I sealed my palm around the coolness of her arm and closed my eyes. She did not move, except for her lashes which I felt brushing softly against my cheek, blinking slowly,… open, closed,… open,.… closed,… and gradually, I felt myself relaxing into her.
In life, there few cherished moments we are aware of as they unfold. The rest we enjoy in retrospect, and they are pale by comparison. Lying there that night with Rachel, as I sank into the shallow waters which sufficed for sleep in those days, I felt it would always be the most cherished, the most precious moment of my life.
In the morning, I awoke to find her still sleeping, still pressed against me, the two of us glued together by our heat. I moved away a fraction, but carefully so as not to wake her, then I gazed upon her with a growing sense of wonder.

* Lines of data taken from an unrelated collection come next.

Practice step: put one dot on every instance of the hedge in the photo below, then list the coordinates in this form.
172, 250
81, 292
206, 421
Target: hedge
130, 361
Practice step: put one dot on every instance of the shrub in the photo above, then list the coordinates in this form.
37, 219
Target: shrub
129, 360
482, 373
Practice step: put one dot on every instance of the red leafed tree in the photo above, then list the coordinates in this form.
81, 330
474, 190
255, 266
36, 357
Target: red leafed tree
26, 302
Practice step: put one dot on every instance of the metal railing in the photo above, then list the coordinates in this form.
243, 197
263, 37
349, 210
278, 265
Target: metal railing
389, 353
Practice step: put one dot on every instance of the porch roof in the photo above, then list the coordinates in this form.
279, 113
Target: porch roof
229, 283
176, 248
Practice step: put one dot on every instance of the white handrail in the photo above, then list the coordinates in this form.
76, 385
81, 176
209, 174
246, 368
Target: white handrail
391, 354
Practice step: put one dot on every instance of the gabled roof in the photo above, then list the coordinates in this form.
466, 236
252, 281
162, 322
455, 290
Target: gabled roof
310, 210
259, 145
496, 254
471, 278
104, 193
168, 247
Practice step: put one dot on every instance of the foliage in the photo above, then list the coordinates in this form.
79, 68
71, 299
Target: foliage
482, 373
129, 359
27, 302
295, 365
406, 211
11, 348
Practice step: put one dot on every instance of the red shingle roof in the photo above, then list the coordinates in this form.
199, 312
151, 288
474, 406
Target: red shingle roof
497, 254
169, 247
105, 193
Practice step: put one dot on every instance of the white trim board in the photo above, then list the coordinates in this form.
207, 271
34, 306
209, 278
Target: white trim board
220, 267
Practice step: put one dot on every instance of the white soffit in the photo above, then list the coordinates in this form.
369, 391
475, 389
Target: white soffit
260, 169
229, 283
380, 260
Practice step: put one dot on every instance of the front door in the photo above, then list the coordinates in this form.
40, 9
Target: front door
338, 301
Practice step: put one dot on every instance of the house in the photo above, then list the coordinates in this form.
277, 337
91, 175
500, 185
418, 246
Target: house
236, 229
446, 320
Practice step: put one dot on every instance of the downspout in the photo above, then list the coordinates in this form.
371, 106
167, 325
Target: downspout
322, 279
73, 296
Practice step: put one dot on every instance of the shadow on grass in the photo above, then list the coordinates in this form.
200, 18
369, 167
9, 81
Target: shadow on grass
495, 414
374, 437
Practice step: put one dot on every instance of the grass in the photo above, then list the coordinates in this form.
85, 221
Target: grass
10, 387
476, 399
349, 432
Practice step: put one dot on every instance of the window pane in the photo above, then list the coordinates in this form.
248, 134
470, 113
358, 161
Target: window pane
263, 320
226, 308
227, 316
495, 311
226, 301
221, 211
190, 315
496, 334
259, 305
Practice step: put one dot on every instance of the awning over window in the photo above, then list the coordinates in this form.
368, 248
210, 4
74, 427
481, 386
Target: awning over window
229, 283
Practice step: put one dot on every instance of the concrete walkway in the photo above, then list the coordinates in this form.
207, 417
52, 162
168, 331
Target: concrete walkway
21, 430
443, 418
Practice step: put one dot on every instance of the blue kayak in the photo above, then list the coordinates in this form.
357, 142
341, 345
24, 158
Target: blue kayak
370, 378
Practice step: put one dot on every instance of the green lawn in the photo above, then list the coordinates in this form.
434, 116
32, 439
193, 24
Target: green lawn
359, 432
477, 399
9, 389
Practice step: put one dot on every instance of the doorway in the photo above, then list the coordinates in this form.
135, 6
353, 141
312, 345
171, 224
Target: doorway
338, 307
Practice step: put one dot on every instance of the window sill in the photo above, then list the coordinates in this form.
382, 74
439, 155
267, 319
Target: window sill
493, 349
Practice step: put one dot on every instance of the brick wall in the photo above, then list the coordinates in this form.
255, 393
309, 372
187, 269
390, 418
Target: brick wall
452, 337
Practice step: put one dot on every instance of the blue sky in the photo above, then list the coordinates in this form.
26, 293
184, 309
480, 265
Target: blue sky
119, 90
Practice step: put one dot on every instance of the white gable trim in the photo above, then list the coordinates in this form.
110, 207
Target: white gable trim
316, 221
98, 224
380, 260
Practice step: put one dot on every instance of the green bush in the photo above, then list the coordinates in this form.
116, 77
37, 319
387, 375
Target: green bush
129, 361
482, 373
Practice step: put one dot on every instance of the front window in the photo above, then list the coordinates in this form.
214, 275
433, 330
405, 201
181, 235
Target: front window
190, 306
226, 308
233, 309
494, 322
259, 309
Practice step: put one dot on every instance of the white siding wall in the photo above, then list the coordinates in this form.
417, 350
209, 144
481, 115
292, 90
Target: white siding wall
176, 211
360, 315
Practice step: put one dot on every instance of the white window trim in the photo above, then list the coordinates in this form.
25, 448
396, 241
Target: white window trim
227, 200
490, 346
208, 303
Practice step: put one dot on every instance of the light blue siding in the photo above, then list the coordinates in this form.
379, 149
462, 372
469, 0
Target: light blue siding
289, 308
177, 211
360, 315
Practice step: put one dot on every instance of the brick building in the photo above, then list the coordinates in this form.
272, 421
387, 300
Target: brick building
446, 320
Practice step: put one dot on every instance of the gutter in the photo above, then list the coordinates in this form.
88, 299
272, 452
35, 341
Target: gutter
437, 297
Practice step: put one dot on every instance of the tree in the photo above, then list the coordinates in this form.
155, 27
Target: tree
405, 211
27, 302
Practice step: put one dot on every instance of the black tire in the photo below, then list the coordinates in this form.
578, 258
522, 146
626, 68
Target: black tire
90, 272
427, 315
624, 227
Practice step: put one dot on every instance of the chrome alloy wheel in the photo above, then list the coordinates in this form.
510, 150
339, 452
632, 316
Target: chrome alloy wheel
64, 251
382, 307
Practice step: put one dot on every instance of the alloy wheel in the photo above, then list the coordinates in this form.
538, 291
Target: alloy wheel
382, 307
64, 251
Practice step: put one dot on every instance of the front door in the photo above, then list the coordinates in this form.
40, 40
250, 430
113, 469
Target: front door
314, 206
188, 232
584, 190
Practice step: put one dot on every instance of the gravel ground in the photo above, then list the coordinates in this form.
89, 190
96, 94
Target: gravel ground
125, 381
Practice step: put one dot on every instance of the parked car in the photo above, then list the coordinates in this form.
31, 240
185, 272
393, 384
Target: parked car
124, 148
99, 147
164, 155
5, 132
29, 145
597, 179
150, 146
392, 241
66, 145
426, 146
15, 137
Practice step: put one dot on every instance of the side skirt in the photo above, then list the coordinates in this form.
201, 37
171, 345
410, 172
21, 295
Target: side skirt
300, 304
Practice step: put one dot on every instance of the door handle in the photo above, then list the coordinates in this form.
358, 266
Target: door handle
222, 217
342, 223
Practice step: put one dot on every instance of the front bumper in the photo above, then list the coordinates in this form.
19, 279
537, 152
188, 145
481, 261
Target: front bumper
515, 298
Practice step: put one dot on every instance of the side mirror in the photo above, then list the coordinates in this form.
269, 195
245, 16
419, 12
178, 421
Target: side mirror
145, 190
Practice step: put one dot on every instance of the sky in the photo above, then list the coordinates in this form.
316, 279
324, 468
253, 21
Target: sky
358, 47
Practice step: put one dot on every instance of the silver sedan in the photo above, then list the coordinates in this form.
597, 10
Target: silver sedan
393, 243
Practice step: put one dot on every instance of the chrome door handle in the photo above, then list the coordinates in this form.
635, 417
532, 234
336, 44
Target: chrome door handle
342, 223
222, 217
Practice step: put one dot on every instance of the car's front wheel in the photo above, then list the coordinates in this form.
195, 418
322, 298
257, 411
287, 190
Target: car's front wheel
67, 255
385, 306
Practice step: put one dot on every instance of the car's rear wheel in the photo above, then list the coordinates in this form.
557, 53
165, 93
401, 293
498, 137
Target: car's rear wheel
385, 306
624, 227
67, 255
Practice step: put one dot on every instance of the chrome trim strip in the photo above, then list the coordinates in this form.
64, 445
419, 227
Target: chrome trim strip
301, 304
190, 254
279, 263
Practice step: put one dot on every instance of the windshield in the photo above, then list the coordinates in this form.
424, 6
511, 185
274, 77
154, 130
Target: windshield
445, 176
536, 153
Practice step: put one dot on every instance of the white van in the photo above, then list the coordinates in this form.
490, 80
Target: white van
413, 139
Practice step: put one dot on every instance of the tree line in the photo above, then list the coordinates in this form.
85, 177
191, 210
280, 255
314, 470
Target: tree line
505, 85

Her shoulders were freckled, like her nose and cheeks, things remembered from so long ago and familiar to me. But then her strap slid down, and a fold of turquoise satin peeled aside, allowing me a glimpse of the voluptuous curve of her breast, and a nipple of the purest, softest pink. I had rarely thought of her with breasts at all, so small, so discrete she had been as a girl, and though it might sound ridiculous to you, it took such a thing now to remind me that Rachel was a mature and experienced woman, a woman in her forties with half her life behind her.